At least 20 people tested positive for Covid-19 in connection with the breakup of the Al-Kuwait ship, which arrived at Fremantle on May 22. Under new direct export rules introduced this year, direct export of sheep to the Middle East was banned from 1 June to 14 September because of the risk of heat stress on animals in metal hulls in the northern hemisphere’s summer.

“We believe that the welfare risks to these animals are very high in June, and no exceptions are given,” AVA president Dr. Warwick Vale. “It is very important that the government enforce regulations, to ensure that animal welfare standards during the export of live sheep are in line with the expectations of the veterinary profession and the wider community.”

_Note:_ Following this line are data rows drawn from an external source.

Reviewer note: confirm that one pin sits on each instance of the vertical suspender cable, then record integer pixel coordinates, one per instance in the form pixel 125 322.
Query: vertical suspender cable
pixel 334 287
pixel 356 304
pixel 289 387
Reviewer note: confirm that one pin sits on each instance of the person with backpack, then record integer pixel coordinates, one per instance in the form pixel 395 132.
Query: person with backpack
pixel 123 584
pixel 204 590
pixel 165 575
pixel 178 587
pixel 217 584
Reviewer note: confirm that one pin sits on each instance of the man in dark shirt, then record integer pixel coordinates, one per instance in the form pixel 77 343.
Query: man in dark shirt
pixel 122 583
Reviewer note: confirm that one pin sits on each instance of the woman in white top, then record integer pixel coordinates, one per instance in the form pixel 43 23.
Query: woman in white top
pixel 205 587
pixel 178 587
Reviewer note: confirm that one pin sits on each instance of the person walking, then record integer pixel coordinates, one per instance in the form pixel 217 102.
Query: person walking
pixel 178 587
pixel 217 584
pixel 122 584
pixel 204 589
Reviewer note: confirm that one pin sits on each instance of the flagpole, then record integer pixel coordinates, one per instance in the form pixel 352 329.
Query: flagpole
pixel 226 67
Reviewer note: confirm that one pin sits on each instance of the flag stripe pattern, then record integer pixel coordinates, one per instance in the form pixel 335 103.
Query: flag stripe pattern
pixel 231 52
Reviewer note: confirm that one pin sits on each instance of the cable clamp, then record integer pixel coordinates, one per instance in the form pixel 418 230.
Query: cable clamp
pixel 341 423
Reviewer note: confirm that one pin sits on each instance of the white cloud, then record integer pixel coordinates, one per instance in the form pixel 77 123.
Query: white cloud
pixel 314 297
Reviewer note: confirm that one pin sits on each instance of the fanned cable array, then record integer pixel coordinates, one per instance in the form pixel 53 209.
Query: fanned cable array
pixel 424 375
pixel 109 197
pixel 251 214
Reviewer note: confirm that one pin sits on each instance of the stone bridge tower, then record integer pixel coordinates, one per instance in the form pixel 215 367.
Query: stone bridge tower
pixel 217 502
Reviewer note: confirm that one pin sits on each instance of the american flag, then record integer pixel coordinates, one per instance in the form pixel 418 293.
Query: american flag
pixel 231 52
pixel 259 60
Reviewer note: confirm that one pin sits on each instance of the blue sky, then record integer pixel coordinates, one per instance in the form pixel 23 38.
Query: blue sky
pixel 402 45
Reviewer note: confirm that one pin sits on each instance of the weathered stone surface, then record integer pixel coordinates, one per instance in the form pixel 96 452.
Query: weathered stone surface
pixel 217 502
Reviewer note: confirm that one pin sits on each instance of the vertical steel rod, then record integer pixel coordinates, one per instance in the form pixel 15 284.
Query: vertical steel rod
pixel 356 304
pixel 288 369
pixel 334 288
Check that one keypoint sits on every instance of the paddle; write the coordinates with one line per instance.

RSPCA and Animal Australia also said licenses should not be extended, with senior RSPCA policy official, Dr Jed Goodfellow, saying that direct export companies based in Perth “took a very unreasonable risk in an effort to speed up this last shipment so that it was close to the deadline “.

In Victoria, a group of elementary students at Melbourne was placed in quarantine home for two weeks after one member of the two-year class at the Holy Eucharist elementary school in St Albans tested positive for Covid-19. Other students from that class have been asked to quarantine.

Infection is associated with previously reported outbreaks at Keilor Downs Middle School.

Victoria recorded 11 new Covid-19 cases overnight, three of which were related to the Keilor Downs cluster and four with an outbreak at the Rydges hotel on Swanston Street in Melbourne CBD, where international travelers had been subject to 14-day compulsory quarantine.

That brings the total number of staff at Rydges positive to six after that the first two security guards tested positive on Wednesday.

Thirteen people in international quarantine at the hotel were also stated positive.